The Living Thing / Notebooks :

Compressing artificial neural networks

It seems we should be able to do better than a gigantic network with millions of parameters;

CWZZ17 Is a popular summary article of the state of the art theory and LoWK17 of the practice.

Question: how do you do this with recurrent neural networks? To read: NaUD17.

Plainly, once we have trained the graph, how can we simplify it, compress it, or prune it? One model here is the “Student-Teacher” network, where you use one big network to train a little network. RBKC14, UGKA16… Summarised by Tomasz Maliciekicz:

we now have teacher-student training algorithms which you can use to have a shallower network “mimic” the teacher’s responses on a large dataset. These shallower networks are able to learn much better using a teacher and in fact, such shallow networks produce inferior results when they are trained on the teacher’s training set. So it seems you get go [Data to MegaDeep], and [MegaDeep to MiniDeep], but you cannot directly go from [Data to MiniDeep].

I haven’t actually read the papers here yet, but this seems intuitive, for the following hand-wavy reason: Large neural networks stay far from optimum for a long period of time so they assimilate a lot of data in their stochastic gradient descent; they are using a simulated-annealing-like process to explore many possible configurations much as a Monte Carlo can explore a large parameter space; However, they are still seeking optima, so in a sense we need too many parameters to allow them to actually have enough “maladaptation” to escape bad optima. However, when the network has reached a “good” optimum, those parameters are no longer needed; a much lower representation of the manifold that each layer learned is probably available.

This is suggestive of using some of the dimension reduction ideas such as mixture models or whatever function approximation / matrix factorisation takes your fancy to learn “good” approximation of each layer, once the overall network is trained.

Song Han gives presentation that probably touches on some of this.

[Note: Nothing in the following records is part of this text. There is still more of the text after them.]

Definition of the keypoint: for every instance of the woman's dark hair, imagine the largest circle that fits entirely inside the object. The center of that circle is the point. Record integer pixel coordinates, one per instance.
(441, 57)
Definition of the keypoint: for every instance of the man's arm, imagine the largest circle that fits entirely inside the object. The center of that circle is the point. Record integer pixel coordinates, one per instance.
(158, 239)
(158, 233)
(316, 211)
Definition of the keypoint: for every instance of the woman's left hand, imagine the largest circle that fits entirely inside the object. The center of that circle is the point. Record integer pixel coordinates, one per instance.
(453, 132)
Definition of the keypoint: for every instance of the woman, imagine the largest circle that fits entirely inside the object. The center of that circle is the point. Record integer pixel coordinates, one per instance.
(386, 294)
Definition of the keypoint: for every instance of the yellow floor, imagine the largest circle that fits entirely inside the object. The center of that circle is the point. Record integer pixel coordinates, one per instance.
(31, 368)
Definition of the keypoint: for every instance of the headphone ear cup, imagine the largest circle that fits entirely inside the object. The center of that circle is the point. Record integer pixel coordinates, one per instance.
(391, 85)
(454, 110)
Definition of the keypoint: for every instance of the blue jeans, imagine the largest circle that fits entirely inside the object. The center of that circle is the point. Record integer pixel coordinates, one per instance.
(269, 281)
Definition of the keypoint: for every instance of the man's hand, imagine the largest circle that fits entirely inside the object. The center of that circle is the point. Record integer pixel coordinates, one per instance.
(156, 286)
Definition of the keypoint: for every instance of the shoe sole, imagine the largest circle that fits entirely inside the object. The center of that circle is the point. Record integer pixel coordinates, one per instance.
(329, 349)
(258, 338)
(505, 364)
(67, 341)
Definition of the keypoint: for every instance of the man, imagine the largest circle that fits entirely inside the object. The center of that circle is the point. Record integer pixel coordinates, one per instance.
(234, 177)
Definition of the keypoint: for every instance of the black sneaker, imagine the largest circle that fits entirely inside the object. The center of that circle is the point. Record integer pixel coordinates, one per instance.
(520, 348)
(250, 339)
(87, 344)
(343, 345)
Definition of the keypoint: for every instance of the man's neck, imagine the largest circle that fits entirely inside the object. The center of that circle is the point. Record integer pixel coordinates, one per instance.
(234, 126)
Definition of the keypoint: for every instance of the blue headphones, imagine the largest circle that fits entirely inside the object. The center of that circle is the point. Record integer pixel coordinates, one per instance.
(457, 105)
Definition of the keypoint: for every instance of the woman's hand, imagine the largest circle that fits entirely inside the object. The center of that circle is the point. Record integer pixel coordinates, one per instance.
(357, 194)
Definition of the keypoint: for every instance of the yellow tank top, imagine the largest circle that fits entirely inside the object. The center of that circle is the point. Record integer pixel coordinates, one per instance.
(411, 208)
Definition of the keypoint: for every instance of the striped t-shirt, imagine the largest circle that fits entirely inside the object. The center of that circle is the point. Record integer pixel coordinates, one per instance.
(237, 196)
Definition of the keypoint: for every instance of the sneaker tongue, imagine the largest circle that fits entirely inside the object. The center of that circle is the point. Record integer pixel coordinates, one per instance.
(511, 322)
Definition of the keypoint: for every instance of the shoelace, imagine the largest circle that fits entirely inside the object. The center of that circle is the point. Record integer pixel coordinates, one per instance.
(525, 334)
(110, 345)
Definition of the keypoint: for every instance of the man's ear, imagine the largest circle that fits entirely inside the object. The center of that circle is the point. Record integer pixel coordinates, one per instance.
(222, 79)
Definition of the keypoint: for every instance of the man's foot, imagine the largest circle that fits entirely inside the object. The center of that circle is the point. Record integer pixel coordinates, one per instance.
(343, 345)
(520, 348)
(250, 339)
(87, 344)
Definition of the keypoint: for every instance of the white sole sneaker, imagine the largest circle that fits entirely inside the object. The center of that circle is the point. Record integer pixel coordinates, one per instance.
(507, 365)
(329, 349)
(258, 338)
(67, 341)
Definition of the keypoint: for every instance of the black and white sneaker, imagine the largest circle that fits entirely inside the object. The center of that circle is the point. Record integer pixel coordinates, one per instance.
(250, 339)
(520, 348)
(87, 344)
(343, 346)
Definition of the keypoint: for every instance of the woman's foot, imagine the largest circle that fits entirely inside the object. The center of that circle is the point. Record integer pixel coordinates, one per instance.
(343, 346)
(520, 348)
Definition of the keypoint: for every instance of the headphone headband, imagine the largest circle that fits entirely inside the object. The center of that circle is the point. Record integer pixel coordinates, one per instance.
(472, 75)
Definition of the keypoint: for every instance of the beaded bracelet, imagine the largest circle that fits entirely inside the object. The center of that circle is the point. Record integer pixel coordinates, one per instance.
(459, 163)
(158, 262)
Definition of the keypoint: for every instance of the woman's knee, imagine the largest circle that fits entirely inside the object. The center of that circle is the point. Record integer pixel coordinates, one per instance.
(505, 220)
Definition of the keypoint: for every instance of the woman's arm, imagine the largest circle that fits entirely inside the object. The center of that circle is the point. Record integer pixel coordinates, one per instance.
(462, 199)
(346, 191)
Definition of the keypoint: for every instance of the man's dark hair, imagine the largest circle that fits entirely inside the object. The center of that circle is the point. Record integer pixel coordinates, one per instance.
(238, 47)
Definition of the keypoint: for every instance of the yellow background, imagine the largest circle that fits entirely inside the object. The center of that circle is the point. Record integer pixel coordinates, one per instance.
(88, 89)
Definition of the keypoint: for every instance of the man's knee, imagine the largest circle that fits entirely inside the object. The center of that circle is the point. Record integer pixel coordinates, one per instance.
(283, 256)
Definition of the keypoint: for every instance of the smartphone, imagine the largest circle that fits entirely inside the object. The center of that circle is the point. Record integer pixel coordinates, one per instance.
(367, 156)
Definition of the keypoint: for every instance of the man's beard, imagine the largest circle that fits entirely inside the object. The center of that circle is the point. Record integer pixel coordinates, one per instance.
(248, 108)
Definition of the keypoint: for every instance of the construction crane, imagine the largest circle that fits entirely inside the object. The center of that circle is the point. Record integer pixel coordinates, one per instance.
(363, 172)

Quantizing to fewer bits is another popular approach. (8 bits, 1 bit…)

How about, as presaged, matrix-sketching type approaches? Suggestive link with compressive sensing low rank matrix factorisation. HaMD15 looks like this, and it combines other approaches too, but there must be more?

Here is an interesting attempt to examine the problem in reverse, and connect it to recurrent neural networks:

Hypernetworks (HaDL16):

Most modern neural network architectures are either a deep ConvNet, or a long RNN, or some combination of the two. These two architectures seem to be at opposite ends of a spectrum. Recurrent Networks can be viewed as a really deep feed forward network with the identical weights at each layer (this is called weight-tying). A deep ConvNet allows each layer to be different. But perhaps the two are related somehow. Every year, the winning ImageNet models get deeper and deeper. Think about a deep 110-layer, or even 1001-layer Residual Network architectures we keep hearing about. Do all 110 layers have to be unique? Are most layers even useful?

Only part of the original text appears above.